The shortened week did little to curb the enthusiastic response of the markets to news that the immediate dangers of the US fiscal cliff had been avoided. However, after the initial rally, realisation that the most difficult decisions on spending cuts have merely been deferred for two months did prompt markets to retreat slightly. The politicians in charge of managing the world’s largest economy have come in for heavy criticism over their game of brinkmanship – the fate of the global economy represents pretty high stakes. US political uncertainty will continue to concern markets; the end of February will see more wrangling over spending, with Republicans in the House of Representatives again threatening to force the US to default.

“The 11th-hour deal was a stop-gap not a solution. It will likely translate into increased volatility for financial markets.”

Russ Koesterich, Chief Investment Strategist, BlackRock

The brakes were further applied on news of an apparent split within the Federal Reserve’s Federal Open Market Committee over whether to maintain its quantitative easing programme until the end of this year. The minutes of its December meeting confirmed that “several” of the 12 voting members were concerned about financial stability or the state of the Fed’s balance sheet.

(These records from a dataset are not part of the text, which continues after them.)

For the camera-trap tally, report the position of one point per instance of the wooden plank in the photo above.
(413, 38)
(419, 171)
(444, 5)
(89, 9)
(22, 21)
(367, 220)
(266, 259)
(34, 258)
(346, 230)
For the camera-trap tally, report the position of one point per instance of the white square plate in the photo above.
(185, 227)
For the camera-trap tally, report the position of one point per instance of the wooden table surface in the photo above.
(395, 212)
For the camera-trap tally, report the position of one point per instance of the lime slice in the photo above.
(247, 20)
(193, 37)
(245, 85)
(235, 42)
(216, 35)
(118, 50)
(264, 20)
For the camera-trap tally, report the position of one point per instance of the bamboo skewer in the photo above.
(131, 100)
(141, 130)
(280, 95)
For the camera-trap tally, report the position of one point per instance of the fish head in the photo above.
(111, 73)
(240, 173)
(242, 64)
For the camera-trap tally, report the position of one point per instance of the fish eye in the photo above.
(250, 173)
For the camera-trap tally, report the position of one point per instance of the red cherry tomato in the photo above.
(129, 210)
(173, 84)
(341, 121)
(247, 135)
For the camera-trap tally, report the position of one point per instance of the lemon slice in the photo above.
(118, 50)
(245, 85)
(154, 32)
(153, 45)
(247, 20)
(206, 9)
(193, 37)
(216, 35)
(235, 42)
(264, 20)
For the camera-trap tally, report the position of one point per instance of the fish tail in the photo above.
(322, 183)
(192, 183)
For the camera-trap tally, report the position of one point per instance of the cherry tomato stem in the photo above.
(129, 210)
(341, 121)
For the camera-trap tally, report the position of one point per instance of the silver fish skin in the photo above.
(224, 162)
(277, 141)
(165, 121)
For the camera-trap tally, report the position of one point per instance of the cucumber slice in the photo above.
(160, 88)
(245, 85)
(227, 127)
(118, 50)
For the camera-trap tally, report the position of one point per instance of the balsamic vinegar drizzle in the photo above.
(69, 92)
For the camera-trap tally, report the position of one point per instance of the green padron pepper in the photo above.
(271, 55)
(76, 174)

Encouraging jobs figures did, though, suggest that the US economy is growing steadily enough to withstand the squeeze from the fiscal cliff deal and continue its recovery in 2013. Non-farm payrolls increased by 155,000 last month, very much in line with expectations, while the unemployment rate held steady at 7.8%. There was also some positive news on the US services sector, as the Institute for Supply Management’s December non-manufacturing index hit a 10-month high. Markets were also boosted by news that Chinese manufacturing picked up sharply in December, suggesting that its economy has bounced back from the export-induced soft patch in the second half of 2012.

So, whilst the looming cliff had denied investors the fairly traditional year-end market rally, the end of the first week of 2013 provided some welcome relief. Wednesday provided the best day for US equities in more than a year and the S&P 500 Index ended the week up 4.4%, within touching distance of a post-financial crisis high. The FTSEurofirst 300 Index finished up 3.2%, at a 22-month high. In the UK, the FTSE 100 gained 2.8% to end the week above 6,000 and at its highest level for nearly two years. Asian markets saw similar gains.

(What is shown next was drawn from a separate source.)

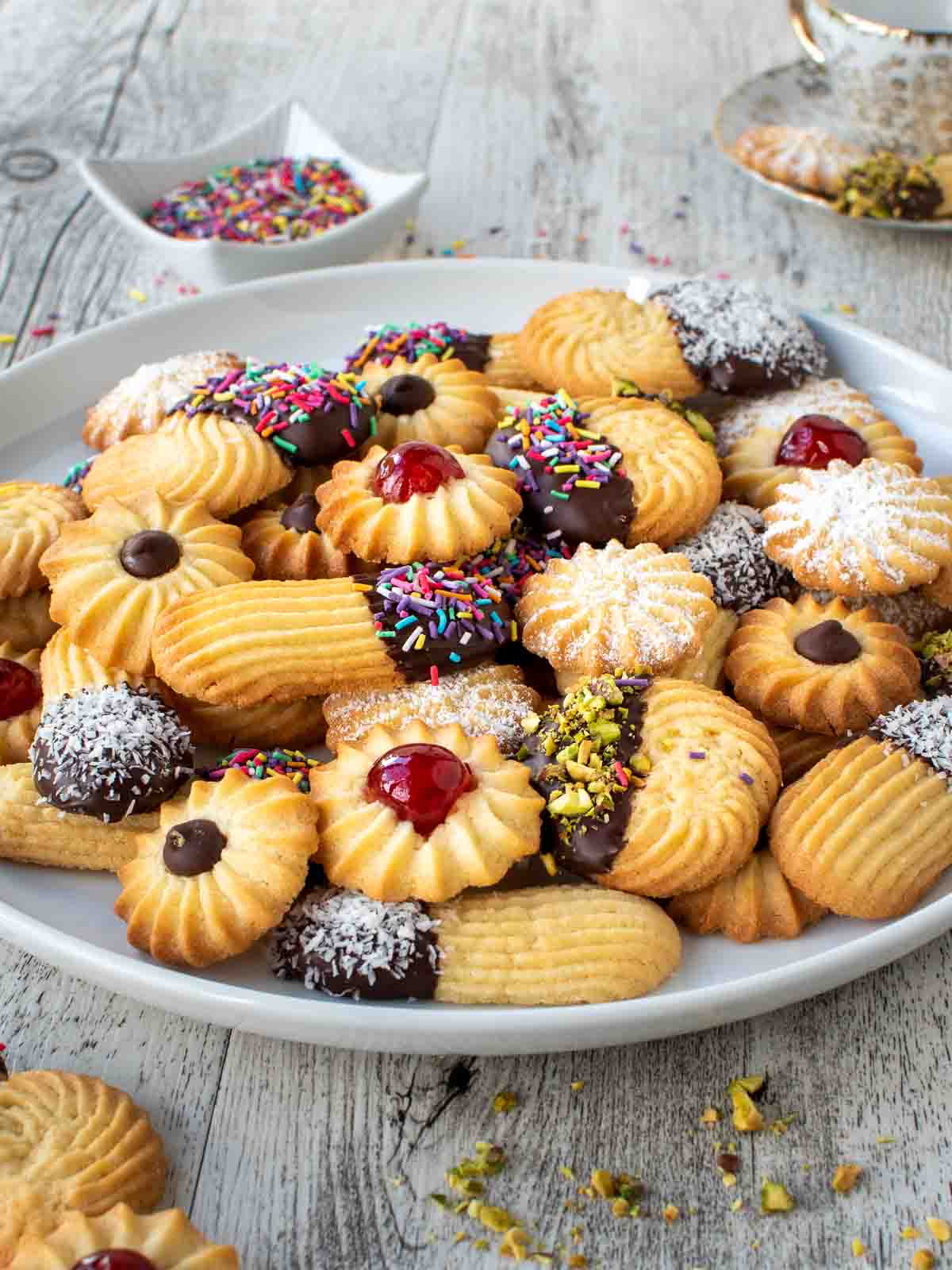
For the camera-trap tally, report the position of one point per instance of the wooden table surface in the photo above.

Worries about the three Rs

  • UK services sector contraction prompts triple-dip fears
  • Better news on mortgages but Funding for Lending Scheme continues to penalise savers

In contrast to signs of rising confidence from its US counterpart, confirmation that the UK’s dominant services sector had suffered its first contraction in two years increased fears that the economy is heading for an unprecedented triple-dip recession. Activity in the sector, which makes up three-quarters of the economy, dropped to 48.9 in December, from 50.2 the previous month, according to the Markit/CIPS Purchasing Managers’ Index. The 50 mark separates growth from contraction; the last time the index fell below that level was in December 2010, when heavy snowfall brought the nation to a standstill. When added to the week’s figures from the manufacturing and construction sectors, the data point to the economy shrinking by about 0.2% in the fourth quarter of 2012. The worse-than-expected drop was largely down to companies’ continued reluctance to invest, in the light of the uncertain backdrop, and signs that jobs were being cut in the face of weak demand. In response, the pound fell to its lowest level in a month and Britain’s cost of borrowing rose above that of France for the first time since April 2011, as gilt yields rose to 2.12%.

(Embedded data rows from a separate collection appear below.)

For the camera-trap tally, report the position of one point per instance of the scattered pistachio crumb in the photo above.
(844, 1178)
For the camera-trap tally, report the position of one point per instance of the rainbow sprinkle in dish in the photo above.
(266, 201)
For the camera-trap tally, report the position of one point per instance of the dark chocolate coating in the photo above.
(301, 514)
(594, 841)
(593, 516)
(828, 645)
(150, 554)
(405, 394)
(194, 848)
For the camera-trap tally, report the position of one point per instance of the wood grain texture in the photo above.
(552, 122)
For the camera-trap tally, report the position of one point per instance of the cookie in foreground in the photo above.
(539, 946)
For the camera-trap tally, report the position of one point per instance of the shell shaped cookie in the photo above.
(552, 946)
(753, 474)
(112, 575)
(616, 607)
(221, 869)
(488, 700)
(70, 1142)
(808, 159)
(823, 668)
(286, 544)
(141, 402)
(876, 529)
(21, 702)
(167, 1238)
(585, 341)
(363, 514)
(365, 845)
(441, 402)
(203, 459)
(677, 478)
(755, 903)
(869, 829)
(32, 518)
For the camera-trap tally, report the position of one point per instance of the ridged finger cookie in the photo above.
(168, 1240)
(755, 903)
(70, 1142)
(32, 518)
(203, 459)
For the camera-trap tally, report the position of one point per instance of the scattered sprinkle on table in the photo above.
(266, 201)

More positive news came from the Bank of England’s latest figures showing mortgage approvals at their highest level in ten months. Approvals rose from 53,000 to 54,000, the fifth monthly increase in a row, raising hopes that the government’s Funding for Lending Scheme is feeding through into an actual pick-up in lending.

However, there is another side to the story. UK savers outnumber borrowers by seven to one and the Funding for Lending Scheme continues to push down savings rates to an unprecedented degree, making it increasingly difficult to achieve a real return after tax and inflation is taken into account. With the Bank of England expected to keep interest rates on hold for at least another two years, the outlook looks miserable for those wanting to keep their money in a low-risk environment. That said, cash remains a vital part of a balanced investment strategy because it is accessible at any time and avoids the potential need to sell long-term assets when markets take a turn for the worse.

Savers need to remain vigilant; those who were attracted by easy access and deposit accounts offering bonus rates need to check the date when that rate runs out, as many accounts offer poor rates thereafter. To underline the challenge faced by savers, currently only 17 Cash ISAs on the market beat inflation compared to 138 just two months ago.


Gilts losing their shine?

  • Despite challenges for the global economy, there may be signs that risk aversion in on the wane

The rise in the 10-year gilt yield heralded the first time since last May that it has crept above 2%; and is seen by some as a tentative sign that the flight from equities seen in the last few years might be going into reverse, as investors draw encouragement from recent events. Aversion to risk since 2008 has seen money ploughed into ‘safe havens’, with the result that shares have become cheap relative to bonds, property and just about anything else.

“Most markets remain rather cheap based on conservative valuation criteria, so any good news results in money coming into equities.”

Jim O’Neill, Chairman, Goldman Sachs Asset Management

Of course, rising share prices is not a fail-safe sign that the economy is in good shape or even on a firm road to recovery, and that is certainly true of the UK. In the western world there is still much to resolve, not least the need for politicians to thrash out a new structure for the eurozone. But given the tens of billions currently invested in perceived ‘safe haven’ assets, any signs that the world’s money managers are concluding that equities are the least-worst asset to own could trigger a significant rally in share prices.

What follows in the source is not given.